The bank has a system that processes performance data for financial assets held by the bank and by clients to produce critical start-of-day data for downstream systems. Increasingly, the overnight operations teams would have problems with these jobs; they would stop mid-execution, with all remaining jobs held in a queue waiting to run. The workaround was to restart groups of servers, but this took some time, and the delays incurred threatened the ability to deliver the start-of-day data on time.
We were asked to help because the problem had been ongoing for several months, and it caused a high priority incident most nights.
This system had been designed and built to support high throughput. The C++ application was hosted on a commercial high-performance application server running on Red Hat Enterprise Linux, with 200 worker threads executing jobs in a parallel manner. The data layer was based on Oracle’s Exadata and Advanced Queuing technologies.
INVESTIGATION & FINDINGS
Advance7 SREs use a data-driven problem diagnosis method called RPR. After gaining an understanding of the symptom and the environment, the SRE creates a Diagnostic Capture Plan (DCP) that describes the diagnostic objective, and how to get the data we need to determine the root cause of the problem.
The first DCP defined a technique to passively trace the operation of the system using data sources that were already in place. From the data collected, the SRE quickly determined that a hang in the application was causing the problem; there had been an earlier concern that it was a database issue.

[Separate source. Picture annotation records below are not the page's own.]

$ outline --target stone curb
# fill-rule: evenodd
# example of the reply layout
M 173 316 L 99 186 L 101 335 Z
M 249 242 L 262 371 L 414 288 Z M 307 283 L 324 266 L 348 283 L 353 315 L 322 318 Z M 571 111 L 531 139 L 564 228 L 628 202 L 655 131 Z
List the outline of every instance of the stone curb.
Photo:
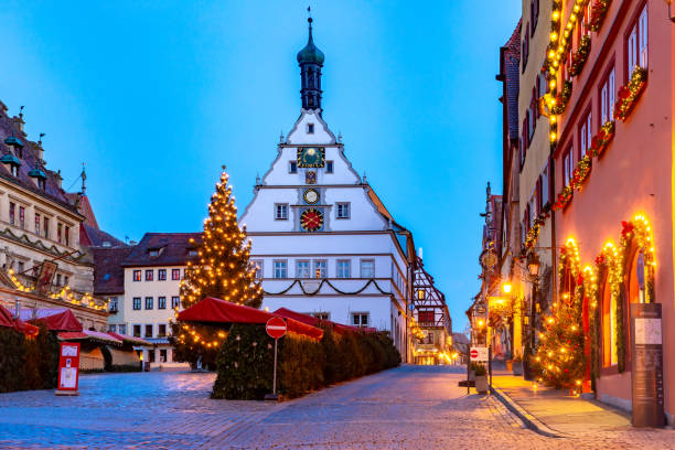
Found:
M 548 438 L 565 438 L 566 435 L 560 433 L 559 431 L 555 431 L 544 425 L 539 419 L 527 413 L 521 405 L 515 403 L 508 395 L 506 395 L 502 389 L 499 389 L 494 386 L 490 386 L 490 393 L 494 394 L 496 398 L 500 399 L 504 404 L 504 406 L 518 416 L 521 420 L 534 432 L 546 436 Z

The SRE produced a second DCP, based on collecting memory dumps and other information at the time of the hang. To simplify this task and avoid mistakes, the Advance7 SRE team produced a simple computer script that collected dumps, ps information and netstat output.
Three sets of dump data were successfully collected and analysed to identify a memory corruption problem. In each case, the program stack for two threads had been overwritten. Unfortunately, one of the threads involved was holding a mutex lock on a critical resource; hence, the reason for the application hang.
Advance7 SREs provided full details of the problem to the development team, together with details of tools that could help them identify the cause of memory corruption. Senior Subject Matter Experts and IT managers were no longer required to attend daily conference calls, and so freed to get on with other important work.
Using the information we provided, the development team identified the cause of the memory corruption and are now working on a fix.